A apresentação pública está marcada para 13 de junho, às 19h00, no auditório da Feira do Livro de Lisboa, no Parque Eduardo VII – dia de Santo António, o mesmo dia em que o cantor morreu, em 1984. A chegada às livrarias deverá acontecer alguns dias depois.

“É uma biografia pura e dura, mas com uma linguagem que a torna de fácil leitura”, descreve a autora ao Observador. “Reorganizei o texto para o tornar mais legível e elegante.”

A versão de 2006 está há muito fora do circuito comercial.
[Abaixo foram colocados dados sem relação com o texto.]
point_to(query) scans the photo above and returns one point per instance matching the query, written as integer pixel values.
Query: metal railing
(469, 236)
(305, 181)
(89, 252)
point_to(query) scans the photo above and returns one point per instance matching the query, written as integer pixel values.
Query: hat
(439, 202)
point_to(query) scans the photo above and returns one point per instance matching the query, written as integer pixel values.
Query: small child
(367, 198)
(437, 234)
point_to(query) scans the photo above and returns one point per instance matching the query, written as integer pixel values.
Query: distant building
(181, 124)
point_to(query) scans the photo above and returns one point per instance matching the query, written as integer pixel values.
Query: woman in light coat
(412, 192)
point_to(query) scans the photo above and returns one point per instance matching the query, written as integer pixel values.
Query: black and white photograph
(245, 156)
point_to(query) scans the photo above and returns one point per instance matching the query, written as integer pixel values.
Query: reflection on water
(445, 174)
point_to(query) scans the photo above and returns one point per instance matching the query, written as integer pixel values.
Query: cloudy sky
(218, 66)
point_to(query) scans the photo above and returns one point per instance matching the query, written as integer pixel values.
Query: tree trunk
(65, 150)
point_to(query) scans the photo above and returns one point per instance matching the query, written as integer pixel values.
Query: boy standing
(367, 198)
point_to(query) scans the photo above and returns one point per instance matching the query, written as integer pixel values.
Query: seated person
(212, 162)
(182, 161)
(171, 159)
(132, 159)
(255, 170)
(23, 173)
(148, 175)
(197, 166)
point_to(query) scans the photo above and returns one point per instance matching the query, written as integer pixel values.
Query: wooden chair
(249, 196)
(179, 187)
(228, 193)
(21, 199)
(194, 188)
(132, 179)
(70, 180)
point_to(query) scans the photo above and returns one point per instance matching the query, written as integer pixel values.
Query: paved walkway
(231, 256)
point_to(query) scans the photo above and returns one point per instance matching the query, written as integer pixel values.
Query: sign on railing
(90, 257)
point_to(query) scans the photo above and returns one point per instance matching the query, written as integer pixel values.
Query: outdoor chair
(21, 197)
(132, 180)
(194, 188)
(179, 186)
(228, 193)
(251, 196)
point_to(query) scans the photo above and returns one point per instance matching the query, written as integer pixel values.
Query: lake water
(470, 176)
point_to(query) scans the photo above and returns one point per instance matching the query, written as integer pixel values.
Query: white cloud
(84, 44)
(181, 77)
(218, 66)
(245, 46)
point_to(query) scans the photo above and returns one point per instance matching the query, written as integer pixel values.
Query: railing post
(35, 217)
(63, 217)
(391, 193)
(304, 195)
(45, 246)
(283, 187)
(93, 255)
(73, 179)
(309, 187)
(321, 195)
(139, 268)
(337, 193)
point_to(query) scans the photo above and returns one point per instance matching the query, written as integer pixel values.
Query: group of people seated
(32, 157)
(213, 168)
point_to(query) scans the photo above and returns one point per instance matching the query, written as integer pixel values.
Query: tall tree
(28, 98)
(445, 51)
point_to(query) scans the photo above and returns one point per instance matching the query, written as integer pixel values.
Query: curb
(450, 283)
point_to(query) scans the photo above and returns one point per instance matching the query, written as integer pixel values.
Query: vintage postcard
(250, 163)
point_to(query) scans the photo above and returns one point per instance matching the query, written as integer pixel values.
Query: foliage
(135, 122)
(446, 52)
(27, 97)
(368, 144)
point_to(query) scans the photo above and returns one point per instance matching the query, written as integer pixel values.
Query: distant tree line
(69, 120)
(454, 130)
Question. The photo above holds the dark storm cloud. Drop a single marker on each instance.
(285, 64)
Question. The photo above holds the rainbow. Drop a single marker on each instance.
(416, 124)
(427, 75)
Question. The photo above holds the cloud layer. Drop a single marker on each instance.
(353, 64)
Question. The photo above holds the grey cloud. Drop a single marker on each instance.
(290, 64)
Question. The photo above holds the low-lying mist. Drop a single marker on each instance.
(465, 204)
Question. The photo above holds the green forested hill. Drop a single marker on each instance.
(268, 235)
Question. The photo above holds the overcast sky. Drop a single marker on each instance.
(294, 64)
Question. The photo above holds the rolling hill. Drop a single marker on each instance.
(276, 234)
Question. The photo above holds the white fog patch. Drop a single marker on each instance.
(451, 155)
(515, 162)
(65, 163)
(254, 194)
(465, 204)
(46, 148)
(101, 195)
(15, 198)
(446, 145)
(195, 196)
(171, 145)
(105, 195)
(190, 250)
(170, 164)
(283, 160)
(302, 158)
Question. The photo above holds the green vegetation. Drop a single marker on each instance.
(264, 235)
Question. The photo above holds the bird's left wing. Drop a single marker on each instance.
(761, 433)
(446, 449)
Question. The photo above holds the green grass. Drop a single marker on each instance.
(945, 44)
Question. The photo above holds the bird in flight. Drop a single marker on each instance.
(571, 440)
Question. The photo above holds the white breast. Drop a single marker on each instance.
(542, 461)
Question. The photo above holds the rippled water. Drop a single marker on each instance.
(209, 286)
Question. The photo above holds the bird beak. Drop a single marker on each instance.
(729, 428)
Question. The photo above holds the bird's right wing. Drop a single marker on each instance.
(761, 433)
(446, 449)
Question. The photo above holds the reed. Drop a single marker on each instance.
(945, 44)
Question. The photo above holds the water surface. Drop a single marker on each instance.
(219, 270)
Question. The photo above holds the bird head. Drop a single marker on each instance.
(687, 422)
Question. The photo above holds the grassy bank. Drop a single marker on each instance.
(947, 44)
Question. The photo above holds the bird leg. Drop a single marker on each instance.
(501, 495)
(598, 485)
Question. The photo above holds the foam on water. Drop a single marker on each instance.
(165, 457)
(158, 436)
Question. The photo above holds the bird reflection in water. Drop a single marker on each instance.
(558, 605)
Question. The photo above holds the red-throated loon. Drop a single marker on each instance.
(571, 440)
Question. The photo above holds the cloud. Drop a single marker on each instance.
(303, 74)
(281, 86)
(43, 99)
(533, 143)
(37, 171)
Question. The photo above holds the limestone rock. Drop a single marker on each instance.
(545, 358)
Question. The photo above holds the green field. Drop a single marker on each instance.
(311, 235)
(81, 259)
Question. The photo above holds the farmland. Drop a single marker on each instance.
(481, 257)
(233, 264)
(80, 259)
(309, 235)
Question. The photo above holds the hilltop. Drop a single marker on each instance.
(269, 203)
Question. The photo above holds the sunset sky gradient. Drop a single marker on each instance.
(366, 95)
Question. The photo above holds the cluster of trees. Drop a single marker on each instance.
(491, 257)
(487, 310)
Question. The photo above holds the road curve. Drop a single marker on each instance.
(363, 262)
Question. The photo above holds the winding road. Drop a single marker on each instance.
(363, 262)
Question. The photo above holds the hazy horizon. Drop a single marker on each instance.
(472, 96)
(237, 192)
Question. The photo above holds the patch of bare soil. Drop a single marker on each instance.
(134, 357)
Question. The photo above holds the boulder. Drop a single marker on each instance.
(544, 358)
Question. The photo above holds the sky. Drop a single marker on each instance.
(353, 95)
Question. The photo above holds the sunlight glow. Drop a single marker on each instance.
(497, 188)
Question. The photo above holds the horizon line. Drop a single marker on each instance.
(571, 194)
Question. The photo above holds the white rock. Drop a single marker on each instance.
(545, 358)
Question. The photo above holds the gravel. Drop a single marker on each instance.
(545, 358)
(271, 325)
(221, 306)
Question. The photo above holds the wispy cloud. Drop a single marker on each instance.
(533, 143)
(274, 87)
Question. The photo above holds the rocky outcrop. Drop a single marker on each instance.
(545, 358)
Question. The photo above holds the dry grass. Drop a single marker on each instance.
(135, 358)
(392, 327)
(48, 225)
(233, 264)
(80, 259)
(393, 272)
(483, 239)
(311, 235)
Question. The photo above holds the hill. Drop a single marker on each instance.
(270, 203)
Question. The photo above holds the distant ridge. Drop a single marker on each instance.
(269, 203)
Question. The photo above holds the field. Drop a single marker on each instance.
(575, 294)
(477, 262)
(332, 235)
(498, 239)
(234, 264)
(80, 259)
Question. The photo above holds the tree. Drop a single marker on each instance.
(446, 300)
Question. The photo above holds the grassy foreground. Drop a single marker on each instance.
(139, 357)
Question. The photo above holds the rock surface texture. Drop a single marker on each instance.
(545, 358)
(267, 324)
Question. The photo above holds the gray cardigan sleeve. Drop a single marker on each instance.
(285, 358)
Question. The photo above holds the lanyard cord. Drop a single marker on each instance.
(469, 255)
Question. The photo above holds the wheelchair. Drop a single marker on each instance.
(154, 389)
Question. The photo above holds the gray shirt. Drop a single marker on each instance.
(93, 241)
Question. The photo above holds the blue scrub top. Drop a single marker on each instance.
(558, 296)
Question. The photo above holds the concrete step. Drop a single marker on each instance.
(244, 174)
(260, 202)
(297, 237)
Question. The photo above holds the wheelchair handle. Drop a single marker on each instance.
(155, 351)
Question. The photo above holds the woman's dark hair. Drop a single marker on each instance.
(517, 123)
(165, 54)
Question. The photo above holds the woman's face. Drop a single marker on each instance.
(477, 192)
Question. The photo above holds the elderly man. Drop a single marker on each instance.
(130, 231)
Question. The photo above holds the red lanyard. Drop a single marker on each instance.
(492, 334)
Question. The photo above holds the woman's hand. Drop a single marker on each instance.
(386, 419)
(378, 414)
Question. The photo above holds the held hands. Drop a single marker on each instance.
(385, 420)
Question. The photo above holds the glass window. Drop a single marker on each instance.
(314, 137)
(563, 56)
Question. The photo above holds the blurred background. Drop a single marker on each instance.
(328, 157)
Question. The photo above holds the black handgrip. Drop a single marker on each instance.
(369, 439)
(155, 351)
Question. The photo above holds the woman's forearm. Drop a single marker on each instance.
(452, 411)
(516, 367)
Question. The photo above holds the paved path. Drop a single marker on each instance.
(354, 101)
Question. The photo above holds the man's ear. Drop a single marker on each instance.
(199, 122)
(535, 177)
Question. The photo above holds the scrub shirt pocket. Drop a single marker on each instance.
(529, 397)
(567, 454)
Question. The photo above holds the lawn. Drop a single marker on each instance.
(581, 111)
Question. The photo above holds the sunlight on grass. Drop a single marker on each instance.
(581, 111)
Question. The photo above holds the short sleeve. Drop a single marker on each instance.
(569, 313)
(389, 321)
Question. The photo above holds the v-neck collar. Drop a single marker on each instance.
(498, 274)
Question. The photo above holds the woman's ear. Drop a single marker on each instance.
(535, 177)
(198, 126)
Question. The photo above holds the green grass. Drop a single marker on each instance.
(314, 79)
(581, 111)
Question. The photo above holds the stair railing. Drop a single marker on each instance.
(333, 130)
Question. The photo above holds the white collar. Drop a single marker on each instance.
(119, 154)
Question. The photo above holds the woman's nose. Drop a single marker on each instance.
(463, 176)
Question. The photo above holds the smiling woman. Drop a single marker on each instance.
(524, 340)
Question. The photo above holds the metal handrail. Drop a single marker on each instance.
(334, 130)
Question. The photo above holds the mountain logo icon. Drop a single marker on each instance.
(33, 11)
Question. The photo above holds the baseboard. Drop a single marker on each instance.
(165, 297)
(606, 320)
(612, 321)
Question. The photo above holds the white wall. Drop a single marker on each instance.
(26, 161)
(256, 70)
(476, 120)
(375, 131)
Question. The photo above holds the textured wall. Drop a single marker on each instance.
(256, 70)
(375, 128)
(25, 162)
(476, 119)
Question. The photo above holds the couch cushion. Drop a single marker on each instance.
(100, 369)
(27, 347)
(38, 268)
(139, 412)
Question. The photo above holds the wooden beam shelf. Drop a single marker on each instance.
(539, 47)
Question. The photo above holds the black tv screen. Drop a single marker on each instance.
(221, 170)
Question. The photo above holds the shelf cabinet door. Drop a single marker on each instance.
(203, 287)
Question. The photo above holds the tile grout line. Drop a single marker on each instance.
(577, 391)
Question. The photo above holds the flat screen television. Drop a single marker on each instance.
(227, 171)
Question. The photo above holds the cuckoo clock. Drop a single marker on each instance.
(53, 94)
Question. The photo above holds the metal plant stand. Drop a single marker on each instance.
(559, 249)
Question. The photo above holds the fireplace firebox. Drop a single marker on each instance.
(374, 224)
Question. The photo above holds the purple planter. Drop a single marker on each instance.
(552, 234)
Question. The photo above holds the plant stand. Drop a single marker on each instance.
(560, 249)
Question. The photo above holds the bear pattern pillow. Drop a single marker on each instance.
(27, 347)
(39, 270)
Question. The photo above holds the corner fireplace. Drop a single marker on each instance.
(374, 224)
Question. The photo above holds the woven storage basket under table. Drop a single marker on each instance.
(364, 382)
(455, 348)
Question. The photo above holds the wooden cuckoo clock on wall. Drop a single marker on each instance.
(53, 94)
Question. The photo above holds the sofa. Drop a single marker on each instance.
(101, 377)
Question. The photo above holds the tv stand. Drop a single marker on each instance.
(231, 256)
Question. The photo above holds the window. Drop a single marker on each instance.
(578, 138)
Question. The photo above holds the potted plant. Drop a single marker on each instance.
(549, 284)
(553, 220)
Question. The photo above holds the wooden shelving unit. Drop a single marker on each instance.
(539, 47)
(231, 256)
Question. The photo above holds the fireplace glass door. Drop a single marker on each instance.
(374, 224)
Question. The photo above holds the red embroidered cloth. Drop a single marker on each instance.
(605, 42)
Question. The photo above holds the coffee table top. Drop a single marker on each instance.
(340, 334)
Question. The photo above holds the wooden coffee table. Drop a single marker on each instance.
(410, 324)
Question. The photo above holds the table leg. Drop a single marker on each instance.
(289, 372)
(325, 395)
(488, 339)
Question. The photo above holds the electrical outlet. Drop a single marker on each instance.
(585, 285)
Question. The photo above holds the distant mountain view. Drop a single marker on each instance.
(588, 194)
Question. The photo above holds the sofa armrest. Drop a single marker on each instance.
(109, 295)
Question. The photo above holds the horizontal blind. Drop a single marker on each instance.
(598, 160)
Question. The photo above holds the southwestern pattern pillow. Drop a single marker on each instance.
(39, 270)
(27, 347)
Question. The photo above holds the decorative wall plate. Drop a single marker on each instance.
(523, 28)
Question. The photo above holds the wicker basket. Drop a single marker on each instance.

A nova biografia, consultada pela Observador em formato provisório, tem 320 páginas e a mesma estrutura do original, com 10 capítulos organizados por ordem cronológica. Começa com a descrição do nascimento de António Joaquim Rodrigues Ribeiro no lugar de Pilar, freguesia de Fiscal, concelho de Amares, distrito de Braga, na madrugada de 3 de dezembro de 1944.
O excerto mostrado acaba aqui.